Why do businesses succeed...and fail?

Quick, simple answers pop right up.  But pause a moment and the simple answers just don't provide complete understanding.  The obvious answers are:

  • make money and become rich;
  • a challenge you can't refuse;
  • compete and win; 
  • see and meet a need.
The truth may be that there are as many reasons for starting a new business as there are people trying.  

Most businesses start with one common trait: each and every founder of a successful business was stubborn and a leader.

There is, however, one additional trait: perceptiveness.

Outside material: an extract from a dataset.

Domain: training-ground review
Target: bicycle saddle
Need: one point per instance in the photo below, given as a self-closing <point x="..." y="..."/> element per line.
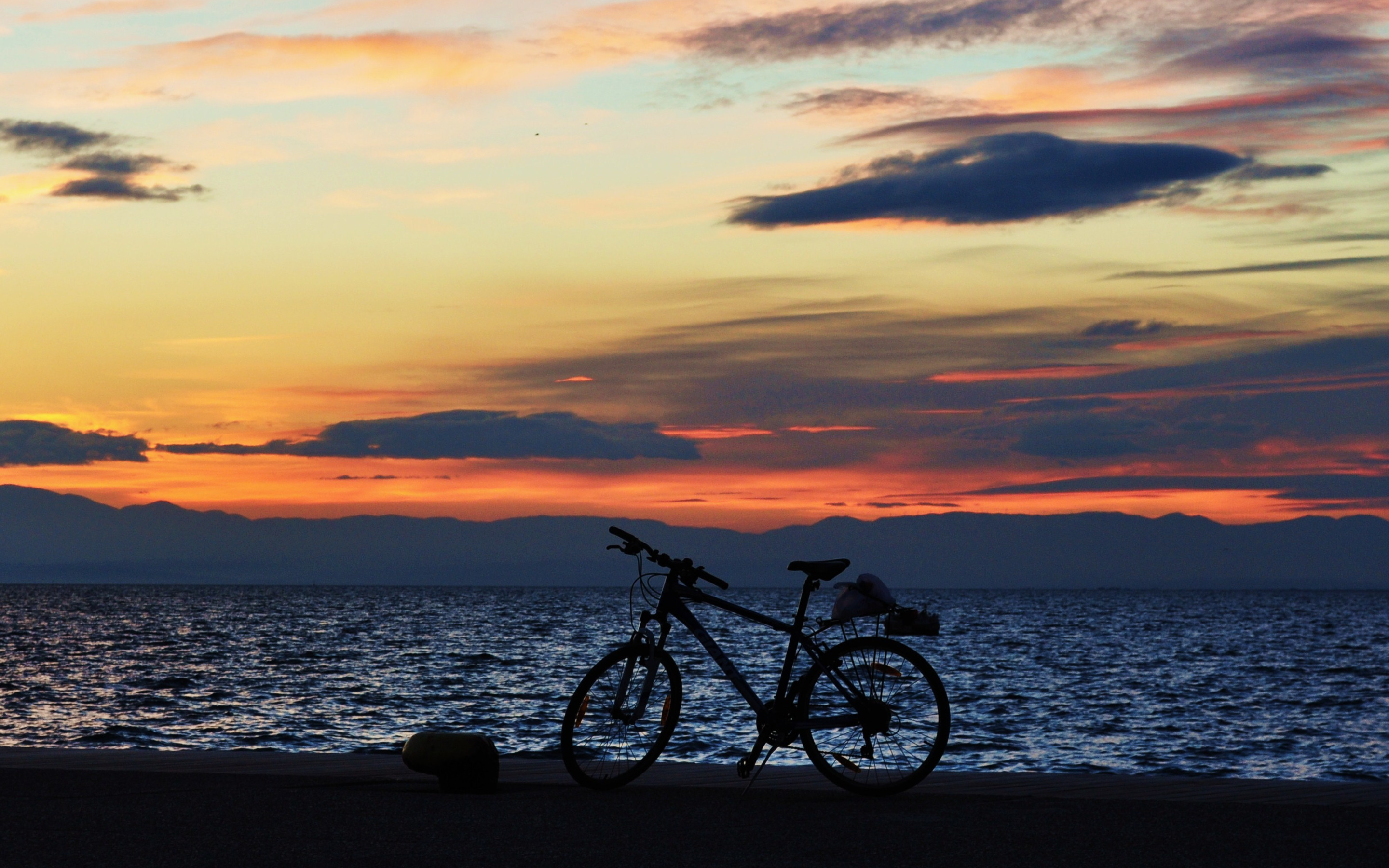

They understood and met the needs of the customer...of the marketplace.  Quality and Price always go together if there is to be success.

An study of the beginnings of any business only teach us about that...the beginning.  There have been many men who started a business and ran it successfully, only for it to fade and fail upon the death of the founder.  Why?

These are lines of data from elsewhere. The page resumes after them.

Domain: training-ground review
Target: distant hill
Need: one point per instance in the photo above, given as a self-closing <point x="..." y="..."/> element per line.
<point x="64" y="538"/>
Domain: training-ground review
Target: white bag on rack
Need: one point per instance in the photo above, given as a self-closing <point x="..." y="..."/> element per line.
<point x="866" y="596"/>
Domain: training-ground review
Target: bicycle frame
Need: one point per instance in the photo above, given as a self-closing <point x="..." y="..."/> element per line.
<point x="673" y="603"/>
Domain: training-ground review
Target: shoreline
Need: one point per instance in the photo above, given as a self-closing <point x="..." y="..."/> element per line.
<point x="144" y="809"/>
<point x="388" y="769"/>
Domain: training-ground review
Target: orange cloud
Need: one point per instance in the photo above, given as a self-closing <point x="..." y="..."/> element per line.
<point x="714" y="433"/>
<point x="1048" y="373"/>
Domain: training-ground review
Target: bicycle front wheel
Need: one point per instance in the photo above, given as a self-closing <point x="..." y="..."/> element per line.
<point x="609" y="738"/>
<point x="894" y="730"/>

Many stubborn leaders don't want to delegate; it gives up control of quality and process and leaves the leader subject to mistakes and lack of drive by others and is anathema.  They don't like it; it smacks of lack of control and giving up of power.  They will make it very uncomfortable for anyone who pushes for any sort of delegation.  That stress will tend to drive all but the most subservient away...to other businesses or enterprises, leaving no one of leadership quality to continue the business upon the passing of the founder.

The businesses that survive do so because some just as stubborn subordinate refuses to be driven out and values what the business does more than a good relationship with the founder OR the founder comes to see the business not as an extension of themselves, but as having a business life and purpose of its own, and comes to appreciate nurturing it as a separate entity, welcoming others with new and different approaches.  If all at the top management level continue to respect and nurture that approach, the business will survive until that attitude fades and dies or the quality of leadership fades and dies.  Either will lead to collapse or absorption by another, successful, company.

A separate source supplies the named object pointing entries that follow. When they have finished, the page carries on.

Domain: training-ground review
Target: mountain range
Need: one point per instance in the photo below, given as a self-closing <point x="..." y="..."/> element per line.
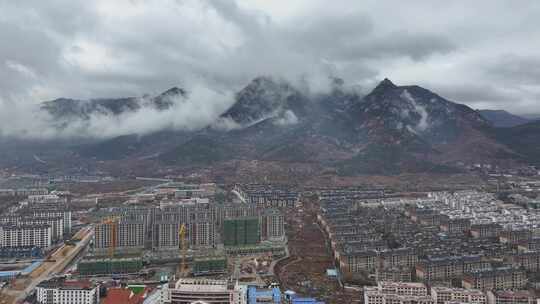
<point x="392" y="129"/>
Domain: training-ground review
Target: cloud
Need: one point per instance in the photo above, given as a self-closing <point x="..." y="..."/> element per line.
<point x="481" y="53"/>
<point x="202" y="107"/>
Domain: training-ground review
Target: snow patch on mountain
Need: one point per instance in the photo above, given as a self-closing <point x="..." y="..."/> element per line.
<point x="288" y="118"/>
<point x="422" y="124"/>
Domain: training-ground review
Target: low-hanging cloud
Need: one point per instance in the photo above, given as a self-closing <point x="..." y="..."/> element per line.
<point x="199" y="109"/>
<point x="88" y="49"/>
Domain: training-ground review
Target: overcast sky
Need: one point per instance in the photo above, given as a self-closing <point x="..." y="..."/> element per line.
<point x="485" y="53"/>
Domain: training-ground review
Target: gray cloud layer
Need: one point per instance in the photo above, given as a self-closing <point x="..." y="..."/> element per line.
<point x="483" y="53"/>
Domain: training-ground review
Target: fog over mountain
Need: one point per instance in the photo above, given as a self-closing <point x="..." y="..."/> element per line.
<point x="115" y="49"/>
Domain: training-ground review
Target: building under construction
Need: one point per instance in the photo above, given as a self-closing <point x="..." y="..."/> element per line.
<point x="89" y="267"/>
<point x="209" y="265"/>
<point x="241" y="231"/>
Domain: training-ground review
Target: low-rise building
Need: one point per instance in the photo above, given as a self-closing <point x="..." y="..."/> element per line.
<point x="511" y="297"/>
<point x="61" y="291"/>
<point x="397" y="293"/>
<point x="187" y="291"/>
<point x="444" y="295"/>
<point x="496" y="279"/>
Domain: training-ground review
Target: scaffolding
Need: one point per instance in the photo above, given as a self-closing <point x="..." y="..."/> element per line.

Why be concerned with such considerations?  One major reason is as a potential investor.  You can be certain that the attitudes and quality of management, whether of a start-up or an ongoing business, are of paramount reason to a Warren Buffet and others who make their living as investors.  Whether buying stock, or investing in ownership/profits of start-ups, success depends on evaluating the motivation and talents of those at the top (or, in the case of a new business...the bottom).  As a person looking for a job, the same evaluation would be a benefit, if only to work at getting a job that would last.